Whether that belief is well-founded or not, Bechtel and its partners, which consist of a Who’s Who of global corporations, brought the conference to Washington. Smart Cities Week is put on by the Smart Cities Council, the chairman of which is former PC Week editor Jesse Berst.
The idea behind making a smart city work is to find out what parts of the city work best, and encouraging people to use those parts. The way to find out what works is to instrument as much as possible and that means monitoring devices that play a role in efficiency. And yes, that means an even greater expansion of the Internet of things (IoT) than we’re already seeing.
“The downside is that you have to enter into the conversation of privacy concerns,” Kimball said. Adding to the complexity, there are cultural differences relating to privacy, including how much sharing of what type of information is acceptable to people. For example, some people may object to the reporting of how much water you use for your shower and some may not.
Kimball said that, in general, people tend to accept some loss of privacy in data sharing when it helps public safety or an improvement in services, especially if there’s a way to prevent misuse of the data. But there’s still the question that has to be dealt with, “How do you deal with the Big Brother stigma,” he said.
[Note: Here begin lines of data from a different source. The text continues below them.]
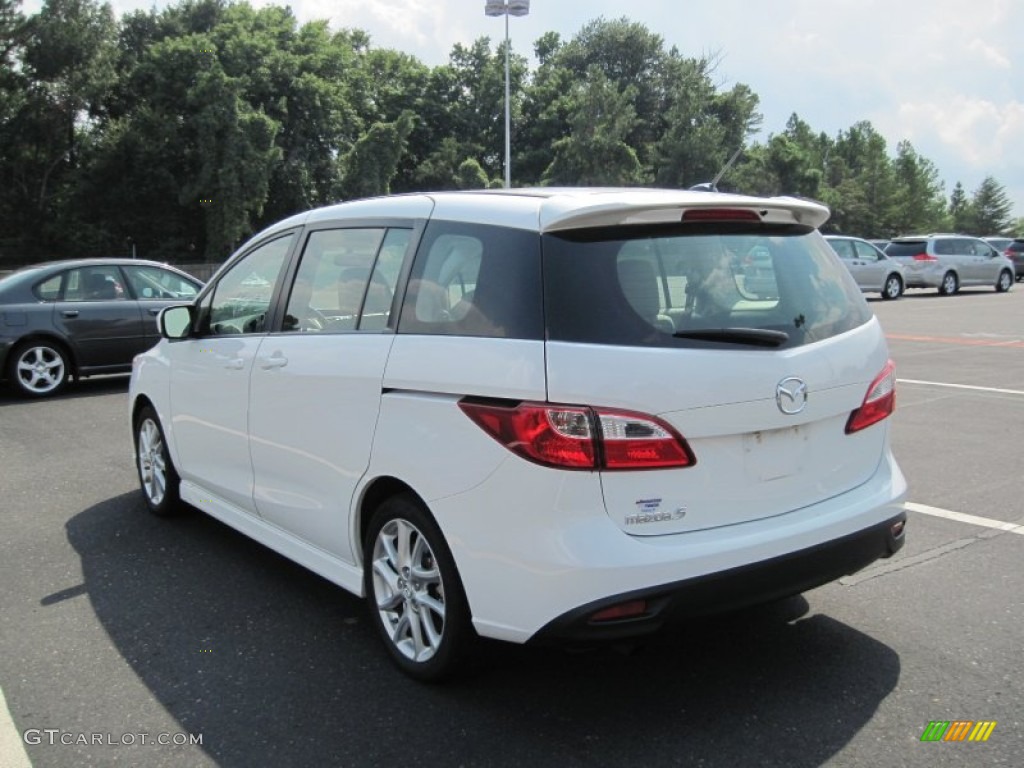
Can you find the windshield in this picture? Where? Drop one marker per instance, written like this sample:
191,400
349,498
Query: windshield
774,288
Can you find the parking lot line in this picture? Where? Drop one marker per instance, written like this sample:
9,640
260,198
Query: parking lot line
987,522
12,754
960,386
973,342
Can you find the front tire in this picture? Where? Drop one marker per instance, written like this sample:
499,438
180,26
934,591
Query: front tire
950,284
893,288
39,369
157,476
414,592
1005,282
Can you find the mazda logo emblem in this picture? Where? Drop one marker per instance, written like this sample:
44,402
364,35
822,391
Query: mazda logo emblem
791,395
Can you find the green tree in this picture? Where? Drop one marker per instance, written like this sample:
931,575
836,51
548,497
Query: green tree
368,168
595,154
471,176
992,209
920,201
67,71
960,213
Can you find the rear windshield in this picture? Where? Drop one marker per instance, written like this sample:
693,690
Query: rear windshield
772,288
910,248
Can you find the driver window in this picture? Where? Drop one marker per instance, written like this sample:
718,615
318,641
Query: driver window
242,297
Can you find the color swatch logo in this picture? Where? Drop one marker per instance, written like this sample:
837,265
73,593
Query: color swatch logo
958,730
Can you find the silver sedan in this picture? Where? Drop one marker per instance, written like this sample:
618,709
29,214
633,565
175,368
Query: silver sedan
873,271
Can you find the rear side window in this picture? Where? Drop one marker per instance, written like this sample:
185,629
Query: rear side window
627,287
475,280
909,248
49,289
346,280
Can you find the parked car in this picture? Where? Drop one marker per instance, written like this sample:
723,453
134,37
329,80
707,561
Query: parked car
873,271
1015,252
537,416
82,317
950,261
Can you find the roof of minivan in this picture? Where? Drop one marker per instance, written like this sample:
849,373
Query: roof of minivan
554,209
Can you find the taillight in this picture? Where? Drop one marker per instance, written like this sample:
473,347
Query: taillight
634,441
720,214
879,402
582,437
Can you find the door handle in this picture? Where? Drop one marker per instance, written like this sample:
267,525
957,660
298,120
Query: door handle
274,360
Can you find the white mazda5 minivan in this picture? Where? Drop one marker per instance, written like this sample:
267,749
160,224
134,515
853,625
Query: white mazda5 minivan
532,415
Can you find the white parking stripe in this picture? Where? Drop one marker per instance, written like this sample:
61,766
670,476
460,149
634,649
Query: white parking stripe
1010,527
12,753
961,386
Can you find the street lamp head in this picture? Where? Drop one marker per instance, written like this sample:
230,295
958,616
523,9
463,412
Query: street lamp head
512,7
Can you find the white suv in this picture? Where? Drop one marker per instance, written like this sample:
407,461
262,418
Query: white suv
537,415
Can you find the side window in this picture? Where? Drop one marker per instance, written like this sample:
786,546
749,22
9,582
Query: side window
346,281
475,280
242,297
49,290
94,284
154,283
865,252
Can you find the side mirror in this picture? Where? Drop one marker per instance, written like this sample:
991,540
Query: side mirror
175,322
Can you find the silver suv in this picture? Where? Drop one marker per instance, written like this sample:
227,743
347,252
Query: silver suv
950,261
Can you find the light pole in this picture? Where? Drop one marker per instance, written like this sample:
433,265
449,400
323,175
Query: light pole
507,8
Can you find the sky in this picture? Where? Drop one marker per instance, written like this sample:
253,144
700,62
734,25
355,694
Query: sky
945,75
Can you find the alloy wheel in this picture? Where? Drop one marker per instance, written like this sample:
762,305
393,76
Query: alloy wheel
409,590
152,465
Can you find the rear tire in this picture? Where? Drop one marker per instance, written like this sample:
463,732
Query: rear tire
157,476
414,593
1005,282
39,369
893,288
950,284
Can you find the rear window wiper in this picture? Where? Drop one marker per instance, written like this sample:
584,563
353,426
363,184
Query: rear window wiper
761,337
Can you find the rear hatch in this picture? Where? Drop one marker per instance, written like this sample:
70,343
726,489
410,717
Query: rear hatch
759,378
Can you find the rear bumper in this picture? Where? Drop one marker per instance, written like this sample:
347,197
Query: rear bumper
729,590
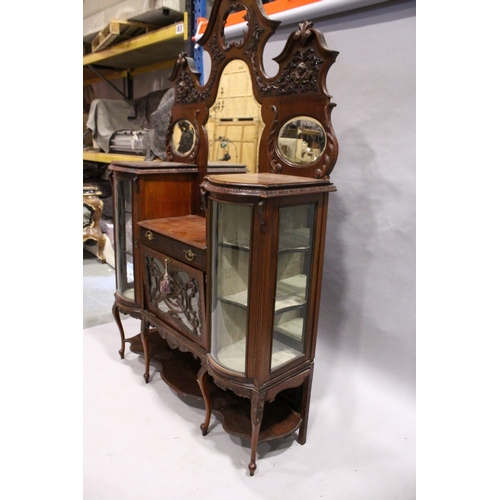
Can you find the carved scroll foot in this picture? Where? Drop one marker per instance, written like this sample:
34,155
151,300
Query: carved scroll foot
203,383
257,410
118,321
145,346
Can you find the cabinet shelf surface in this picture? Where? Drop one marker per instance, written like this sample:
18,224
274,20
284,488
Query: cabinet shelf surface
180,370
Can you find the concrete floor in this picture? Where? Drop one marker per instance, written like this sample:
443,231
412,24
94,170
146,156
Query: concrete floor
98,291
143,441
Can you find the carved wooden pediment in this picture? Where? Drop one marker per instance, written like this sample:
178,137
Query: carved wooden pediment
298,137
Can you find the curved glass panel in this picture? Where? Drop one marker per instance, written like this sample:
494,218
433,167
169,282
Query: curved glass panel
302,140
295,249
183,137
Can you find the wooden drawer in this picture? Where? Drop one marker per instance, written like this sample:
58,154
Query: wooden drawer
180,237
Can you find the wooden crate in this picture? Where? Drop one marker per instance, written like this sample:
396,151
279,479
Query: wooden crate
118,31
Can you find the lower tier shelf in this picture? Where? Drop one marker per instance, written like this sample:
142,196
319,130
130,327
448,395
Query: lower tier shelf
180,369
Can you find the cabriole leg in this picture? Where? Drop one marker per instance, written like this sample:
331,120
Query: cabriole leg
304,410
257,410
203,383
116,315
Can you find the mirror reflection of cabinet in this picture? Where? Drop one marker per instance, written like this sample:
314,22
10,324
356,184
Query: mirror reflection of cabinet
266,237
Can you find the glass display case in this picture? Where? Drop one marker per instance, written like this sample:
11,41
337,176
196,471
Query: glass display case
265,241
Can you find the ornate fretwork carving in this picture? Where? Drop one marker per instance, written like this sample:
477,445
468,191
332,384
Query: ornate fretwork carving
299,75
181,301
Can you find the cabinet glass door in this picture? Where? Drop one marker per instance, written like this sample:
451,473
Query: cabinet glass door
124,248
296,225
231,229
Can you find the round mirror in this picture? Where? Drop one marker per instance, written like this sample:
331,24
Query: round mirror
182,139
302,140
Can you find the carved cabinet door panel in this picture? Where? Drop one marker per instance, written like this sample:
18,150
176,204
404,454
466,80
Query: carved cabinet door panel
175,293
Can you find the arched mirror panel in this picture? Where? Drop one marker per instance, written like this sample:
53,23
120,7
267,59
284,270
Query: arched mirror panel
235,125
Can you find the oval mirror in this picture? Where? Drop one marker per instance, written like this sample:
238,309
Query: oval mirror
183,137
302,140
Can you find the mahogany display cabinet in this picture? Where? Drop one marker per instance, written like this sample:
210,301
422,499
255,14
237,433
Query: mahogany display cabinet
224,270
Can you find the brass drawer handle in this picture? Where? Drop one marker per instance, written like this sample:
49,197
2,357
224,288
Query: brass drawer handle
190,255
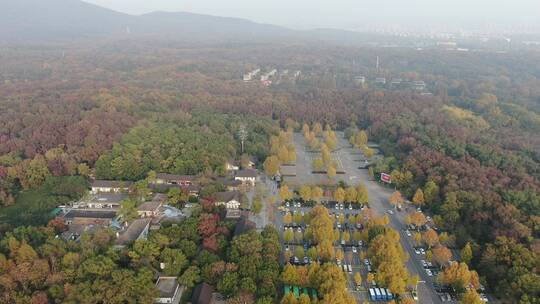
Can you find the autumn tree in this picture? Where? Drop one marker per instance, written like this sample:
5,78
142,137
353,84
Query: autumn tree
316,193
305,192
441,255
339,195
430,238
318,164
431,192
418,198
285,193
271,165
351,194
471,297
466,253
362,194
331,171
396,199
459,276
418,219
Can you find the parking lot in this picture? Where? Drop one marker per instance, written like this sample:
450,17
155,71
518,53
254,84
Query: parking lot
353,250
352,161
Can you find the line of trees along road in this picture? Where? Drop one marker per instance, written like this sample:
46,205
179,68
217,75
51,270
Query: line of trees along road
472,146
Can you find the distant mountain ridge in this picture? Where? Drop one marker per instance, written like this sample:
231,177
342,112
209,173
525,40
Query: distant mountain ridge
57,20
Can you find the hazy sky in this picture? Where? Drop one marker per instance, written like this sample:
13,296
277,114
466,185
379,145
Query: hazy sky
350,14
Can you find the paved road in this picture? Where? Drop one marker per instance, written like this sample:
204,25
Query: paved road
350,160
378,197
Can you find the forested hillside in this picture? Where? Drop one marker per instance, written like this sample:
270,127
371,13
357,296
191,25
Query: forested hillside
118,110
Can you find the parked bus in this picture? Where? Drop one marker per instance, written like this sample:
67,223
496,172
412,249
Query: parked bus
372,294
378,295
390,295
384,296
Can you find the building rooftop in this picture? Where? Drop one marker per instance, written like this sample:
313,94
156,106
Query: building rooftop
287,170
133,231
244,225
108,198
246,173
76,213
149,206
167,286
111,184
227,196
167,176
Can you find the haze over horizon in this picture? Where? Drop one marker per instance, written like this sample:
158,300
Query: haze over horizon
415,15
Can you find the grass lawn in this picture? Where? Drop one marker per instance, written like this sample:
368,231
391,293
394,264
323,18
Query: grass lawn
33,207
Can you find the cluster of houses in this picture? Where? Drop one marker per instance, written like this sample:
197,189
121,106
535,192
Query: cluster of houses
394,83
100,209
270,76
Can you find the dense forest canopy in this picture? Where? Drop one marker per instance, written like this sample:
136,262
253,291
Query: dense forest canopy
121,109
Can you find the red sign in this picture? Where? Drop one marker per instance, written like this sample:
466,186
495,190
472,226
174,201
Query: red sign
386,178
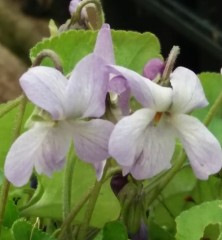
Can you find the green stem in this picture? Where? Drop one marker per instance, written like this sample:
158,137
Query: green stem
67,222
48,53
6,184
67,187
10,105
211,113
166,179
91,205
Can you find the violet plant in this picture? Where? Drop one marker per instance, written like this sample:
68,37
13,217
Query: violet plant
109,140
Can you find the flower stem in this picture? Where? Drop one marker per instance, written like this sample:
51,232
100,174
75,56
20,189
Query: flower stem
48,53
91,205
67,188
67,222
167,178
16,133
77,15
211,113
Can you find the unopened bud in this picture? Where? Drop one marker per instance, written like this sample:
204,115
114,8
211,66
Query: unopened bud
153,68
118,182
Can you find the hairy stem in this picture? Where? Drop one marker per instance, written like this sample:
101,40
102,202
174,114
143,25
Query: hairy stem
6,184
91,205
211,113
67,187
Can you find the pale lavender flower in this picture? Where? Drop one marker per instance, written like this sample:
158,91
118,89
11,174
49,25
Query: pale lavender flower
143,143
70,104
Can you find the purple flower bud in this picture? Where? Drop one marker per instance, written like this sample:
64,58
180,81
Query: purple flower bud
153,67
73,6
118,182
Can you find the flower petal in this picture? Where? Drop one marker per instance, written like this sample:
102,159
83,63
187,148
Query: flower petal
53,148
99,166
104,45
91,139
202,148
45,87
188,93
87,88
148,93
34,148
119,85
140,147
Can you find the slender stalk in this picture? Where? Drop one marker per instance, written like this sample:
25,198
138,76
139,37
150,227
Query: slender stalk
6,184
167,178
213,110
74,211
67,187
48,53
67,222
77,15
91,205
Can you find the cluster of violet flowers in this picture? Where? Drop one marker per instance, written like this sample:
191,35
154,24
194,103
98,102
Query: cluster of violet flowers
73,111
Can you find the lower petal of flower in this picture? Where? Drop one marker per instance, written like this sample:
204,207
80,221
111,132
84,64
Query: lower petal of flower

Right now, Bechtel is involved with the planning and construction of some of those major smart city projects, including the Dubai 2020 and the Mall of the World, also in Dubai. It’s worth noting that the builders of the Mall of the World say that they’re not building a shopping mall, but instead are building a city. Perhaps this vast mall in the dessert will be the world first real Smart City.
But whether it’s a vast complex centered around a mall, or a newly built city, or an ancient city such as London or Barcelona, both of which are on lists of cities that are well on their way to becoming smart cities, the need for data is vast and the need for analysis is even greater.
But perhaps the benefits are equally great and it’s the occupants of such cities who will decide that.